Her eyes absorbed and distilled for him the colours of the forest, an infinite capacity for doubt and wonder. In her face was a warm, inclusive silence. And her glances blazed up like a flaming tree from the cool depths of the forest floor.
He sat beside her by the lake, and their silences were one.
He read time in the lake, in the deep silences of the woods, in the immortal cadences of a phrase. And he wrought with endless care every word of his eternal, pulsating universe. Something leaped into his heart at the sight of a perfect circlet of gold which his hands had wrought, at the glance that his words called from the swan-maid’s warm, timeless eyes.
But to her, time was the fire that leaped from the swords in the evening, the sky momently stained by victory’s ravaged fields, reshaping everything in the universe of a new question. Time was the chord that sprang from a thousand throats, gathering the hoarse freshness of many voices into the one reverberating note of golden evening.
For seven years the swan-maidens dwelt in the forest with the sons of the king, far from the crimson horns that bayed over empty lands. But in the eighth year the call came to them again, and they could not but heed it. In the ninth year they flew away on the echoes of the sunset, to see the brothers no more until their times met again.
At dawn came the brothers in from the chase, to find the swan-maids fled. East then went Egil, to seek his consort in the waiting dawn; Slagfid went west, to find his bride on the fringes of the sunset.
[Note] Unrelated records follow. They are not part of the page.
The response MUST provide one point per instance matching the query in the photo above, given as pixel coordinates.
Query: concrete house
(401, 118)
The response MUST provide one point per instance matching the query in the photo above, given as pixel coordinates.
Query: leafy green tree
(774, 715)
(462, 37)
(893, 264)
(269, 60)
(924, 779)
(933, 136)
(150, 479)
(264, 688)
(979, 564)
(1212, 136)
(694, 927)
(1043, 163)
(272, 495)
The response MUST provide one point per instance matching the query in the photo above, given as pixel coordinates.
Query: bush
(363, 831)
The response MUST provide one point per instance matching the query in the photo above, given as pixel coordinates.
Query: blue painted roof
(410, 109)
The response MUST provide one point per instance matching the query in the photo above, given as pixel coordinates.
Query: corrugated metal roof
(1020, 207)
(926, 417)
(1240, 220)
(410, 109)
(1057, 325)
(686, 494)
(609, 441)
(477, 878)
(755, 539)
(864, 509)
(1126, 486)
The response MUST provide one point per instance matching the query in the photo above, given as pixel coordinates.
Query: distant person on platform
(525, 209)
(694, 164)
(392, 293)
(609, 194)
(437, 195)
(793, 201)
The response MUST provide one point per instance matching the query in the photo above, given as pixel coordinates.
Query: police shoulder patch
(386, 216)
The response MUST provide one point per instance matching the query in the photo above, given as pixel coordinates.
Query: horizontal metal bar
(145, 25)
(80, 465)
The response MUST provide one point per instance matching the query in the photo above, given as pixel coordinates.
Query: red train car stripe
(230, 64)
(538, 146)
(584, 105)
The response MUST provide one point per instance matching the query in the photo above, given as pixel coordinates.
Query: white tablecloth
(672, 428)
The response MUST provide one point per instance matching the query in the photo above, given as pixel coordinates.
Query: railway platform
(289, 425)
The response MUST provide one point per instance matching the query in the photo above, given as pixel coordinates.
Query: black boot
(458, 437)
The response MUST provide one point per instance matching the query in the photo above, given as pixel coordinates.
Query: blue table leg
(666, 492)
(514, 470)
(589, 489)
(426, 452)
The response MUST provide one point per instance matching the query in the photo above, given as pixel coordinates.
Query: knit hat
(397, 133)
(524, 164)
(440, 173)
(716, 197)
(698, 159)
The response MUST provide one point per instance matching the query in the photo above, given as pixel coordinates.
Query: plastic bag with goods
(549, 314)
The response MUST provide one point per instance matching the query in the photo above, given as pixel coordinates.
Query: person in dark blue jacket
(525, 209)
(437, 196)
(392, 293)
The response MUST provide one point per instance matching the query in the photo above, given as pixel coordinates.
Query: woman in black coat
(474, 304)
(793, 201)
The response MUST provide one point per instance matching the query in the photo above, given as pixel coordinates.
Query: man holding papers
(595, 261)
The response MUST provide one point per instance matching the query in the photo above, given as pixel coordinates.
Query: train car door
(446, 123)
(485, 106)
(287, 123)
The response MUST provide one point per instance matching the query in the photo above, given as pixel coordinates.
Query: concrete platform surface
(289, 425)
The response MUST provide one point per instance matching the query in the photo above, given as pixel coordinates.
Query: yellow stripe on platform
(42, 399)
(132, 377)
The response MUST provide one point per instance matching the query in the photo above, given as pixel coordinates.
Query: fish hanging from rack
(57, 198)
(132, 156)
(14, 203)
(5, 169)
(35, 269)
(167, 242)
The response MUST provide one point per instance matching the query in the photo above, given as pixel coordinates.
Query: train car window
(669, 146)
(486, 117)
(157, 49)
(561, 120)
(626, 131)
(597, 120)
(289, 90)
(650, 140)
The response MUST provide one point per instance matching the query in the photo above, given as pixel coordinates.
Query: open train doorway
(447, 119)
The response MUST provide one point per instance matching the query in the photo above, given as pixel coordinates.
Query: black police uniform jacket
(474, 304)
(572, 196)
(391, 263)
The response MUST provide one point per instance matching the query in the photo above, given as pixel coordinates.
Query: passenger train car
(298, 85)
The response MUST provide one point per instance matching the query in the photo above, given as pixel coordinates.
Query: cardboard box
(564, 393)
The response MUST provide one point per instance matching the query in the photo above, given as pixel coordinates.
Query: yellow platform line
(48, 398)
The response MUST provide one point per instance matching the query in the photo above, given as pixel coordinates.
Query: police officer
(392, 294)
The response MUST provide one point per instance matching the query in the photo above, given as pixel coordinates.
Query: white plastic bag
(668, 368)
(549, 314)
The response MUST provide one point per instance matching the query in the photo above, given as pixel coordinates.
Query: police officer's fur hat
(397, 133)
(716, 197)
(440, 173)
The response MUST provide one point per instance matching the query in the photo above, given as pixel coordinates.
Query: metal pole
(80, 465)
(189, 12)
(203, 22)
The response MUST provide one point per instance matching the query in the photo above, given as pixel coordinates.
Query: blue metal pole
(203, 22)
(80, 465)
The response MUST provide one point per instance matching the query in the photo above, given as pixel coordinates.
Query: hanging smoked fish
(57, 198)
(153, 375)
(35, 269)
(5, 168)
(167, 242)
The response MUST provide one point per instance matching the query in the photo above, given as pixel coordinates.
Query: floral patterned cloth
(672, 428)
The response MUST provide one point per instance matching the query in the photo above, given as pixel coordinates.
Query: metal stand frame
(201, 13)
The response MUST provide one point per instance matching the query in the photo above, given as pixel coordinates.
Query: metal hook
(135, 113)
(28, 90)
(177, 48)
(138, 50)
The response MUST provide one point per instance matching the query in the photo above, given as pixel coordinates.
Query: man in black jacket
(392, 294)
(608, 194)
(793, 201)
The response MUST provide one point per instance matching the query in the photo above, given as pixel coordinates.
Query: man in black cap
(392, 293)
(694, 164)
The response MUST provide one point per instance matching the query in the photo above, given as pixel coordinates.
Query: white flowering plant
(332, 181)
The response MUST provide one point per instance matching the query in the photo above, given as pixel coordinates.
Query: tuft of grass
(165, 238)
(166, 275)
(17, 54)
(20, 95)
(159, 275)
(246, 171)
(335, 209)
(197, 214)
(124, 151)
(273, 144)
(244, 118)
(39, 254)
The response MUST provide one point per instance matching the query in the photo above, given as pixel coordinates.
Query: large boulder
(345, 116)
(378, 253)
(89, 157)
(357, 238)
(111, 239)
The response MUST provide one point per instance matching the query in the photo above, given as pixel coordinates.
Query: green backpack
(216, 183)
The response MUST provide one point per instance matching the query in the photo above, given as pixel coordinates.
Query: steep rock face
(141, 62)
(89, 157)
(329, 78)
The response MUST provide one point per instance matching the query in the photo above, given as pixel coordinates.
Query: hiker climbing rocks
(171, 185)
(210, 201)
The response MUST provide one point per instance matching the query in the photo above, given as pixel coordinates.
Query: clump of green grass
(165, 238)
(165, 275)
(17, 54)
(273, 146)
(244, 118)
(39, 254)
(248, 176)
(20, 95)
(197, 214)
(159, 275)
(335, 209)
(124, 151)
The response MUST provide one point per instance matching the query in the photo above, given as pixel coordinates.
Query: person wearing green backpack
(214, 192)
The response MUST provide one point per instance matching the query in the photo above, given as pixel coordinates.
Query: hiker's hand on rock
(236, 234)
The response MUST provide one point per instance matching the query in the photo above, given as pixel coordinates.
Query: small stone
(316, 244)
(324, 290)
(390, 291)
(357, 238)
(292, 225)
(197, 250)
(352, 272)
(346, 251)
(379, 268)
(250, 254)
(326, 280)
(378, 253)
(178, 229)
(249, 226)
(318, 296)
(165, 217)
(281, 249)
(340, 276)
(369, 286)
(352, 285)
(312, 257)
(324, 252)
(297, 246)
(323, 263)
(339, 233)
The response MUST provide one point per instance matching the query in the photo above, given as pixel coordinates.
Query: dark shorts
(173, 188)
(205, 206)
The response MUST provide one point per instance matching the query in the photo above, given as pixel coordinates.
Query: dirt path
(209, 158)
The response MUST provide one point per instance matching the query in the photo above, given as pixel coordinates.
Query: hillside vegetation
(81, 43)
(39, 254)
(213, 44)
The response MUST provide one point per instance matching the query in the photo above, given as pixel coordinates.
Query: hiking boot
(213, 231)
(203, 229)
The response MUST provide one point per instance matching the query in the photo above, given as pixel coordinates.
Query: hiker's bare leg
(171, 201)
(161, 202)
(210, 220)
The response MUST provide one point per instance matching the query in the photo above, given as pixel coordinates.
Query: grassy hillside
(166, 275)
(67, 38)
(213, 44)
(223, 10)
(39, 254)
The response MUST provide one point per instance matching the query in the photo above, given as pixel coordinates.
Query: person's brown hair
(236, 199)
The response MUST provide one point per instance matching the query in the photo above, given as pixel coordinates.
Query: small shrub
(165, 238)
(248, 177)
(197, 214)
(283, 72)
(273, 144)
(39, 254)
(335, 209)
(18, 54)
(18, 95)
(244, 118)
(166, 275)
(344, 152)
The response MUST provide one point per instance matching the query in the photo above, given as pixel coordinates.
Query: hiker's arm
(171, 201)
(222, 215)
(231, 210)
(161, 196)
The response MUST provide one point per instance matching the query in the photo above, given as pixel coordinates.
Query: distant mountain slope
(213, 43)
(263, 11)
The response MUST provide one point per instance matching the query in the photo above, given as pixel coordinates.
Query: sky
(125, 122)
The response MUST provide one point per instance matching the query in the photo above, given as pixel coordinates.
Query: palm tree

Time has claimed my bride and my brothers, as the dawn claims the morning star. Could my hand stay the fleeting echoes of the ending summer? I’ll shape the rings then for the bride of my memory, for man cannot pursue the sun.
From autumn’s dusk he lit his flame, bent over infinitesimal perfection. And as the leaves began to catch the fire of the light, he’d hang up another ring on the cool bast.
He came in from the storm, his beard frozen, his eyes deep with the leaping loneliness of the dusk. The dark was falling as he counted the rings, their light slipping through his fingers like flakes of snow. But one ring was not there. Someone had been there, gliding on swan-wings through the darkening northern sky, stealing through the snow on intent, slender feet….
The viol of his consciousness lulled him to sleep as he stared into the dying fire, seeing time and the fire of memory in the dark. The night enfolded him, and for once her touch was kind.
But when he awoke, he could move no more. Soldiers had come in the night to take him prisoner, for the gold that his hands had shaped.
His heart screamed the anguish of the night, but in his eyes was silence. They feared the silence as they feared the night, and the end of their unending pursuit of the sun. And so they took it all from him, the work of his hands, his last treasures of the fallen light.
Like the autumn storms he ravaged their lost, glittering court, fleeing the pain of memory in eternity. He cast over his bride the shields of oath and memory, and set his notes of gold into the song that would not fade.